Passed by Congress in 1965, the Older Americans Act requires that states submit a State Plan on Aging. The plan addresses a range of issues but it does not require specific actions to be taken, that’s up to each state to define. Elder Care is a branch of the U.S. Department of Health and Human Services, Administration for Community Living. Besides offering some information resources, Elder Care has a database with links to agencies focused on aging.
Most of what Elder Care represents are large agencies – useful, but missing a lot of smaller locally based groups (They state: “To ensure the integrity of the Eldercare Locator database, Agencies on Aging does NOT accept unsolicited entries from organizations.”).
AARP (previously and appropriately called, American Association of Retired Persons) is a large nonprofit offering an array of services and contacts to individuals on a wide range of issues. It is mainly focused on ages 50 and older, but has added some services for those 18 to 50 years.

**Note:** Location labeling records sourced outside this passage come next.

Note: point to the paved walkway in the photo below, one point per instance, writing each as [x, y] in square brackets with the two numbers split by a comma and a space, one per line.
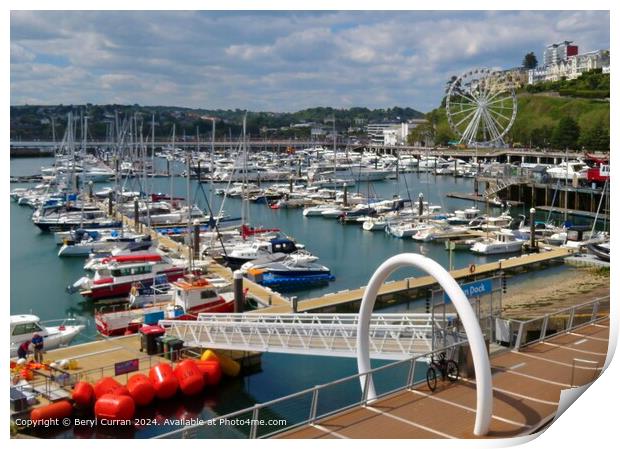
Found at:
[526, 391]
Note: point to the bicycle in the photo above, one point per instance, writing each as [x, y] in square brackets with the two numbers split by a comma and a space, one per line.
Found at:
[448, 368]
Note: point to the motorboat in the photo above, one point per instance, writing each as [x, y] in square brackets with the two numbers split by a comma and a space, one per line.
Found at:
[502, 242]
[567, 171]
[406, 229]
[91, 242]
[256, 249]
[116, 275]
[24, 326]
[287, 270]
[317, 210]
[374, 224]
[190, 296]
[600, 250]
[464, 216]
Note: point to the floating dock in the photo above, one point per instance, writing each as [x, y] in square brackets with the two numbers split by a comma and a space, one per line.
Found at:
[526, 395]
[329, 302]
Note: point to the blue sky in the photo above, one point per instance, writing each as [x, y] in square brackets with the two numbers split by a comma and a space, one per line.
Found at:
[276, 61]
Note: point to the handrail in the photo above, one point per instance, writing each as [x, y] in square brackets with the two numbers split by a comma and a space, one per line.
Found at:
[545, 321]
[567, 309]
[315, 392]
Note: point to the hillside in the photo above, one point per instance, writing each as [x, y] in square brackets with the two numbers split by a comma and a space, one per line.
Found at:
[539, 116]
[34, 122]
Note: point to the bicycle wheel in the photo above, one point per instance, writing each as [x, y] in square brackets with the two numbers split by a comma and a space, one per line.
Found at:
[452, 371]
[431, 378]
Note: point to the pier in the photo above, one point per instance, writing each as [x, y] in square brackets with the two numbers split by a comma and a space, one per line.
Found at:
[331, 301]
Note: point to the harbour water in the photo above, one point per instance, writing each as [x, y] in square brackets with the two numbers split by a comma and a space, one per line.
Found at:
[39, 278]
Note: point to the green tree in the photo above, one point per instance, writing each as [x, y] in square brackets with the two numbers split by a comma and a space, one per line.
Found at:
[424, 133]
[566, 134]
[530, 61]
[540, 137]
[595, 138]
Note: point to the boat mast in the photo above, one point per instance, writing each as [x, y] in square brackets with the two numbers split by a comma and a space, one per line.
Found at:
[170, 159]
[211, 170]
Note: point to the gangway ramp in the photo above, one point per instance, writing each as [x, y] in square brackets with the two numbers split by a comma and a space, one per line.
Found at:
[393, 336]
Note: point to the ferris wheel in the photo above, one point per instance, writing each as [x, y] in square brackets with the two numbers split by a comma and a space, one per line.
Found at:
[481, 106]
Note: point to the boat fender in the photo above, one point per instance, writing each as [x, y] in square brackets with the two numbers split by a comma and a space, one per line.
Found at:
[164, 381]
[191, 379]
[108, 385]
[115, 407]
[141, 389]
[83, 394]
[56, 411]
[211, 371]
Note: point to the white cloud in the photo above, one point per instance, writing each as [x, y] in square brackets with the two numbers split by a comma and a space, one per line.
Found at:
[273, 60]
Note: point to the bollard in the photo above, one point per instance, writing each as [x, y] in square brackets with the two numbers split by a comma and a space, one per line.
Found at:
[238, 289]
[532, 229]
[136, 214]
[196, 239]
[420, 205]
[110, 203]
[295, 302]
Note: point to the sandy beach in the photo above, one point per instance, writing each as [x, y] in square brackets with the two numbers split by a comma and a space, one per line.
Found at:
[555, 292]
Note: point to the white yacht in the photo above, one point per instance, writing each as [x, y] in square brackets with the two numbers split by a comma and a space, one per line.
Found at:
[501, 243]
[567, 171]
[23, 327]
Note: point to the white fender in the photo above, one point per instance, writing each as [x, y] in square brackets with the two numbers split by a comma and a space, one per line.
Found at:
[482, 366]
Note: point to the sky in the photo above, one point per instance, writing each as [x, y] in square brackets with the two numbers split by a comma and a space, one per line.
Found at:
[274, 61]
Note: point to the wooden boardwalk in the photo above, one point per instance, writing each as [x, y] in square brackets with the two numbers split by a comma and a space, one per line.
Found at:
[526, 393]
[274, 302]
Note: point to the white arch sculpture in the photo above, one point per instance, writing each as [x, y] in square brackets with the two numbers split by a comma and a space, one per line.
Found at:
[482, 366]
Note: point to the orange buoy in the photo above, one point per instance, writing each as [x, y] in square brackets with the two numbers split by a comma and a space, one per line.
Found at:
[190, 377]
[57, 410]
[83, 394]
[211, 371]
[163, 380]
[108, 385]
[140, 389]
[115, 406]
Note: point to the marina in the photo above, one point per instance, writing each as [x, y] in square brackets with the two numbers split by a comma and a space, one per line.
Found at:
[239, 267]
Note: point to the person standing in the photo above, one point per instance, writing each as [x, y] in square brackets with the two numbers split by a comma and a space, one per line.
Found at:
[23, 349]
[37, 342]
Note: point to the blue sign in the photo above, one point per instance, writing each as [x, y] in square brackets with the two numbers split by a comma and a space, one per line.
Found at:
[472, 289]
[125, 367]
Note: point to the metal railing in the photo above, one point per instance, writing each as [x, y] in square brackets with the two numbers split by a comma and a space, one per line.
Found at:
[392, 336]
[313, 404]
[538, 329]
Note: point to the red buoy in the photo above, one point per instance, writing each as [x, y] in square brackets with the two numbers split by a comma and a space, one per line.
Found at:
[57, 410]
[115, 406]
[140, 389]
[108, 385]
[83, 394]
[211, 371]
[163, 380]
[190, 377]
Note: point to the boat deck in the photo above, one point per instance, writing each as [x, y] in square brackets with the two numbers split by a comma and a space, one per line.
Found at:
[526, 393]
[349, 296]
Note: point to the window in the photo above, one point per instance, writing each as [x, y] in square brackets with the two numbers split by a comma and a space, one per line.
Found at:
[207, 294]
[26, 328]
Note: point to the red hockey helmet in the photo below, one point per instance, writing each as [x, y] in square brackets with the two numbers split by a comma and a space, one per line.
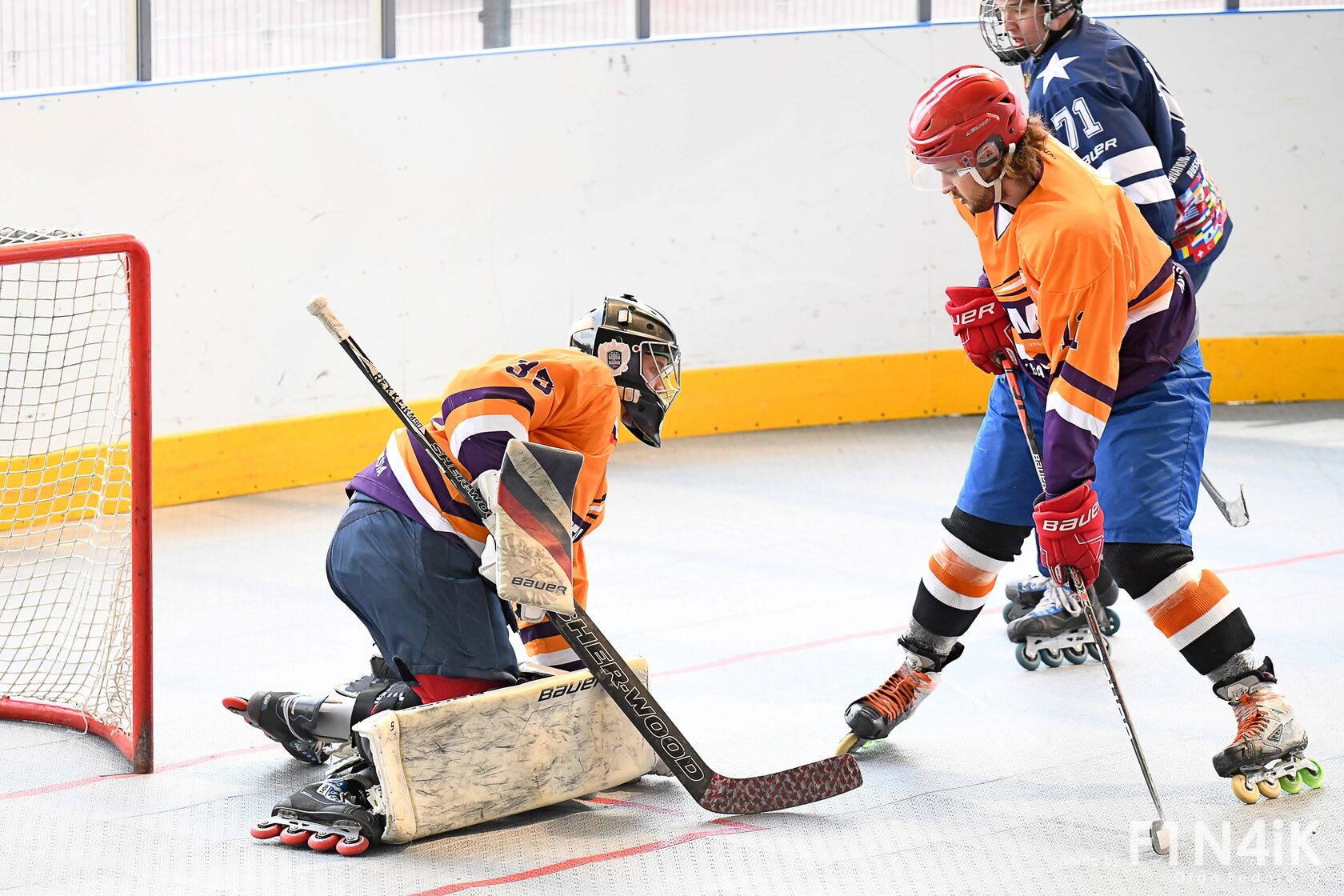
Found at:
[954, 120]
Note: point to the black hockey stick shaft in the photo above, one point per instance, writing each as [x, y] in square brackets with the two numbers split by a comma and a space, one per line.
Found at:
[1158, 832]
[717, 793]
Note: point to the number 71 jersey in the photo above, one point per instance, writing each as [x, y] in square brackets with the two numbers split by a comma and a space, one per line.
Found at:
[1105, 101]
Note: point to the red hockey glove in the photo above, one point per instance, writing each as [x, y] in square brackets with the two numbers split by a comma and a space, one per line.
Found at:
[982, 324]
[1069, 531]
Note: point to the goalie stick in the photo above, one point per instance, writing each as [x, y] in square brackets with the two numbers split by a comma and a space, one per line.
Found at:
[714, 791]
[1158, 833]
[1234, 512]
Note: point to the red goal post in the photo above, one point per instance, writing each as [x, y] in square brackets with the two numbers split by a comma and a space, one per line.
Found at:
[75, 573]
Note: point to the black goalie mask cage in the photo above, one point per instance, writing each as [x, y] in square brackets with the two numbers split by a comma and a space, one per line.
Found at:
[638, 346]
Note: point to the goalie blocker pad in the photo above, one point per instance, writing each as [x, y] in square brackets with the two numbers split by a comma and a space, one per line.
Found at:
[533, 534]
[462, 762]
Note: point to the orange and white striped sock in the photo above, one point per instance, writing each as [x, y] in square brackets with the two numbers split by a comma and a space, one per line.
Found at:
[954, 586]
[1199, 617]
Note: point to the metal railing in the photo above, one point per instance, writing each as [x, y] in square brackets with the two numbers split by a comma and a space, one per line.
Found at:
[51, 45]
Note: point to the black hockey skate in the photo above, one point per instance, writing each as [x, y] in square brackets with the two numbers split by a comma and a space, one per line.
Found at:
[1025, 594]
[1266, 758]
[288, 719]
[1057, 632]
[874, 715]
[332, 813]
[379, 676]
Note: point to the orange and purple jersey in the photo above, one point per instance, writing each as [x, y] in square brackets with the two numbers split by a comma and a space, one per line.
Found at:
[557, 397]
[1097, 306]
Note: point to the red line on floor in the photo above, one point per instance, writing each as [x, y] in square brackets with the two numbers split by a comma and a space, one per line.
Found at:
[713, 664]
[757, 654]
[722, 828]
[1284, 562]
[81, 782]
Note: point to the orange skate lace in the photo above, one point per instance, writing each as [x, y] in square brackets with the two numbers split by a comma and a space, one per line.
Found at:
[1250, 719]
[898, 692]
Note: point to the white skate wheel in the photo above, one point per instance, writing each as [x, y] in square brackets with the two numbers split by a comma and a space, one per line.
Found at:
[1243, 791]
[848, 743]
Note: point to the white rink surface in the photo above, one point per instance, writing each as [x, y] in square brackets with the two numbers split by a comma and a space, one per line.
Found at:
[764, 577]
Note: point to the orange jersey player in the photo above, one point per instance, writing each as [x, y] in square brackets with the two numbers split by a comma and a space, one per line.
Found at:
[406, 557]
[1085, 300]
[622, 366]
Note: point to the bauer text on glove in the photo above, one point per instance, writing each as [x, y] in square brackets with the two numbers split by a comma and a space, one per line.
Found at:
[982, 324]
[1069, 530]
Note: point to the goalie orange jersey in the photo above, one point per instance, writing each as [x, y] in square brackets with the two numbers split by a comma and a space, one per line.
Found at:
[557, 397]
[1097, 306]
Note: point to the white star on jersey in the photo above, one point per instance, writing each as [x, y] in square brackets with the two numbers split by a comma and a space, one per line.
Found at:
[1054, 69]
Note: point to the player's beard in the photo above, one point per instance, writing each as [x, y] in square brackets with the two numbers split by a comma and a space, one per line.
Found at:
[976, 199]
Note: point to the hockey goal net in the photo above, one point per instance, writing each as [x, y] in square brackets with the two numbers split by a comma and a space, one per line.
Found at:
[74, 476]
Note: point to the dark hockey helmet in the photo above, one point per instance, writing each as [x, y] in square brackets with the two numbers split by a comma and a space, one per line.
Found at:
[966, 122]
[1002, 42]
[638, 346]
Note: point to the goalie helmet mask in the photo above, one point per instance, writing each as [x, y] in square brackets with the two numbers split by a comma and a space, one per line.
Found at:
[1002, 41]
[640, 348]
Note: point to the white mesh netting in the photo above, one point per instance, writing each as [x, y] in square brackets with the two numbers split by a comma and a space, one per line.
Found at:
[65, 453]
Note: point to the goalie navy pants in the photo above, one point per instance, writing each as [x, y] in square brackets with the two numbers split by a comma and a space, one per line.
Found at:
[1148, 461]
[420, 595]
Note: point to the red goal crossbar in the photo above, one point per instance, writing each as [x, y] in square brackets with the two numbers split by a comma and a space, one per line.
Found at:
[136, 742]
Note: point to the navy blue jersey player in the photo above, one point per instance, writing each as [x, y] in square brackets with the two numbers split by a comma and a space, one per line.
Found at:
[1105, 100]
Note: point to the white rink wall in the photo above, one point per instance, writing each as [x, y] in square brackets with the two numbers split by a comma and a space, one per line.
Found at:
[753, 187]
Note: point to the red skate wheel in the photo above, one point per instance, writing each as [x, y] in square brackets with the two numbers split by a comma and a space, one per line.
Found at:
[322, 842]
[353, 846]
[294, 836]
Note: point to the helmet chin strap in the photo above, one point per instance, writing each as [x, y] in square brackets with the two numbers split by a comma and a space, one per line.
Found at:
[998, 183]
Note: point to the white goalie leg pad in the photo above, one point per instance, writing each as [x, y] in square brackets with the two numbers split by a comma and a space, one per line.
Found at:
[462, 762]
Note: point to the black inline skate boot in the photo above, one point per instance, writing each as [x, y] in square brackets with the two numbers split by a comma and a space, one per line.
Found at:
[286, 718]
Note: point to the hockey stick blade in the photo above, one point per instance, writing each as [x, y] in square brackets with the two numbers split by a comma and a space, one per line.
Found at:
[1234, 512]
[784, 789]
[714, 791]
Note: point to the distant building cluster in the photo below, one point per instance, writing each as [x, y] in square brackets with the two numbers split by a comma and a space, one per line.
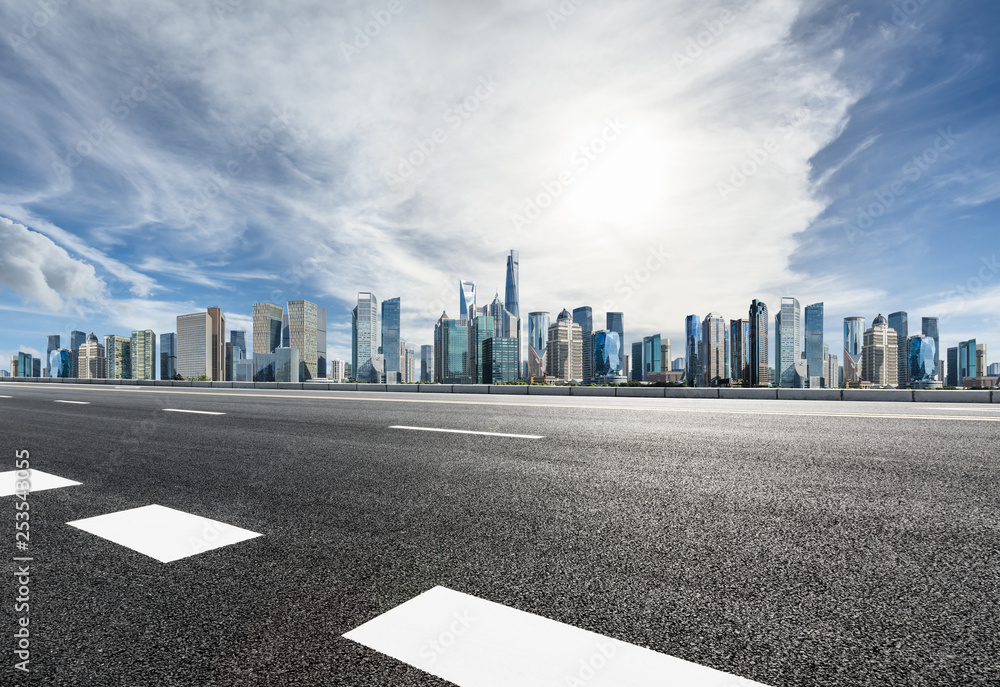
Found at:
[485, 345]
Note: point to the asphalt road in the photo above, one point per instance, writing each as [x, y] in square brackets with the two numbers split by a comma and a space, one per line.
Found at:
[792, 543]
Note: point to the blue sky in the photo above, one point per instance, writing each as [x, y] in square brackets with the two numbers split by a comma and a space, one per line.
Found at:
[690, 156]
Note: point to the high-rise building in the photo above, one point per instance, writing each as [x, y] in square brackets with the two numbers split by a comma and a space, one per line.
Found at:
[118, 353]
[364, 339]
[929, 327]
[426, 364]
[715, 350]
[814, 340]
[652, 355]
[584, 316]
[760, 322]
[466, 300]
[693, 333]
[392, 349]
[739, 352]
[878, 357]
[788, 341]
[564, 353]
[143, 353]
[899, 322]
[168, 356]
[91, 360]
[451, 351]
[267, 319]
[854, 340]
[538, 341]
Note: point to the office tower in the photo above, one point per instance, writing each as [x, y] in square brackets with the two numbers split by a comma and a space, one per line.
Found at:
[615, 322]
[967, 360]
[426, 364]
[143, 353]
[739, 352]
[760, 322]
[91, 360]
[607, 356]
[788, 341]
[364, 339]
[878, 357]
[635, 362]
[392, 350]
[500, 360]
[814, 340]
[538, 341]
[929, 327]
[53, 344]
[714, 350]
[953, 379]
[267, 318]
[854, 335]
[482, 328]
[118, 352]
[584, 316]
[168, 356]
[923, 358]
[564, 353]
[694, 374]
[466, 300]
[451, 351]
[652, 355]
[201, 349]
[899, 323]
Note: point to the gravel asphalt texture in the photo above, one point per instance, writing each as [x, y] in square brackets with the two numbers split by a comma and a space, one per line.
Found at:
[792, 543]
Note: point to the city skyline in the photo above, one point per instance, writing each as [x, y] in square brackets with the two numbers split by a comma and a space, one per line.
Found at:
[849, 206]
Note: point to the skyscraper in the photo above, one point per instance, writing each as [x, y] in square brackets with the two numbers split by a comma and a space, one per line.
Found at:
[538, 341]
[466, 300]
[715, 349]
[760, 322]
[267, 319]
[168, 356]
[878, 360]
[584, 316]
[929, 327]
[788, 341]
[814, 340]
[392, 351]
[143, 353]
[694, 374]
[364, 344]
[118, 354]
[854, 339]
[899, 323]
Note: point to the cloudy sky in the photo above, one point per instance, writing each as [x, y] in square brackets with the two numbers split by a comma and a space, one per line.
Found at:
[661, 158]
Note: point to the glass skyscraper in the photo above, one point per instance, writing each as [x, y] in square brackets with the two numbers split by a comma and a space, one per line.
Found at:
[814, 340]
[760, 323]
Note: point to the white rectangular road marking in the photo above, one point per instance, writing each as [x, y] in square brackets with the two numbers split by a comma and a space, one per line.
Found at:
[466, 431]
[163, 533]
[39, 481]
[477, 643]
[198, 412]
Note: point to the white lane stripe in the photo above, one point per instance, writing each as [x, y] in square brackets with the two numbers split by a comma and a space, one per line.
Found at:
[466, 431]
[477, 643]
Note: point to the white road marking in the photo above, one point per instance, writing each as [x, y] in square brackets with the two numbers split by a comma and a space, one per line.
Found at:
[465, 431]
[199, 412]
[163, 533]
[477, 643]
[37, 480]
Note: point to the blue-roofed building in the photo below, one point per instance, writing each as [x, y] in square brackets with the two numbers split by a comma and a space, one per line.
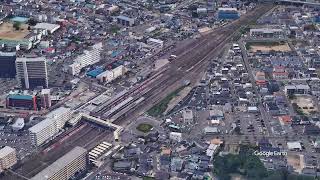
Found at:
[19, 19]
[8, 64]
[94, 73]
[124, 20]
[20, 101]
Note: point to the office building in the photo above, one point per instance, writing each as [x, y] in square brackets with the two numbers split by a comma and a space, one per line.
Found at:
[18, 124]
[21, 101]
[125, 21]
[89, 57]
[45, 98]
[47, 129]
[8, 64]
[8, 158]
[66, 166]
[211, 4]
[32, 72]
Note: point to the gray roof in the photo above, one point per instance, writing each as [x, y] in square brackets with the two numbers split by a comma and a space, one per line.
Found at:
[60, 163]
[5, 151]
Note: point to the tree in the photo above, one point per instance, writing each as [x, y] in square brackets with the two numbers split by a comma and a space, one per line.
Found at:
[17, 26]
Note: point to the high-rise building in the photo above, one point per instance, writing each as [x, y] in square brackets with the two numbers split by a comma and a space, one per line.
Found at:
[66, 166]
[8, 158]
[48, 128]
[8, 64]
[88, 57]
[45, 98]
[32, 72]
[211, 4]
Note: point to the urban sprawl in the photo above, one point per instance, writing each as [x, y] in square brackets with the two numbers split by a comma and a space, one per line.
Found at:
[159, 89]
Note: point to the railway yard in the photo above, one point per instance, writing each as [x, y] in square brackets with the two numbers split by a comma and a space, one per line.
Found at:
[161, 90]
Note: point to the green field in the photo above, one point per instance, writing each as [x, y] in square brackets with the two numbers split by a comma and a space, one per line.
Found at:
[144, 127]
[160, 108]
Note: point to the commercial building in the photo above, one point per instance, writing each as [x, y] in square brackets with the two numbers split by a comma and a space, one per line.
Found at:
[267, 33]
[155, 43]
[187, 116]
[8, 64]
[88, 57]
[175, 136]
[66, 166]
[260, 78]
[50, 127]
[8, 158]
[110, 75]
[32, 72]
[45, 98]
[18, 124]
[20, 101]
[280, 73]
[125, 21]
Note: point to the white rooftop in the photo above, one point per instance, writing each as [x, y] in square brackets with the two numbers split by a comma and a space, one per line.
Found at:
[57, 112]
[47, 26]
[294, 145]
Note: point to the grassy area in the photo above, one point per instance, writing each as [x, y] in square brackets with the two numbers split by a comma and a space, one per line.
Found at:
[143, 127]
[160, 108]
[265, 43]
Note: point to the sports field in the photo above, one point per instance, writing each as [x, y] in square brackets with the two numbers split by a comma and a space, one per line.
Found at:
[7, 31]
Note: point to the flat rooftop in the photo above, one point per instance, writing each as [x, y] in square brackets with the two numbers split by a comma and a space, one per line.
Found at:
[8, 32]
[5, 151]
[60, 163]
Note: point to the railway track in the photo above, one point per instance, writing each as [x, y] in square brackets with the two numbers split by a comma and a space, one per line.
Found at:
[188, 64]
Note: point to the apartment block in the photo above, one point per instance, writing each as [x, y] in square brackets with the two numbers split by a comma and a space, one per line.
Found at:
[32, 72]
[66, 166]
[8, 158]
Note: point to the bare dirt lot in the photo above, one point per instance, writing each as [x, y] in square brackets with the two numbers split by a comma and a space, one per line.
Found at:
[7, 31]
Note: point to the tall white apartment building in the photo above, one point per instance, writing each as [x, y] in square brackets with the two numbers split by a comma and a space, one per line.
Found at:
[8, 158]
[88, 57]
[32, 72]
[50, 127]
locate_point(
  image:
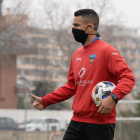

There are many agencies and organizations dedicated to providing assistance to individuals who have a range of physical and psychological issues. However there are still two main problems: locating the exact resource that is needed, and finding ongoing assistance for day-to-day living issues. Larger services, like Elder Care and AARP, can lead individuals to services, but this can require patching together different resources in the hopes of getting exactly what you need.
Wouldn’t it be great if there was a group based in your community that could provide personalized assistance for a range of issues?
Village-to-Village Network (VtVN) helps communities create their own locally based assistance programs. In their words: “VtVN Villages are community-based, nonprofit, grassroots organizations formed through a cadre of caring neighbors who want to change the paradigm of aging.” VtVN supplies information, connections to existing VtVN Villages, and encouragement to interested citizens, helping them create their own neighborhood assistance organization. Each VtVN associated organization is unique and independent, offering their own range of assistance for issues of their choosing.
Networking that depends on personal contact on a local level is one way citizens can take control of their lives and help others in the process. Having on hand local help is like having a group of capable friends willing to step in when needed. Every village, town, and city, should have an organization like this.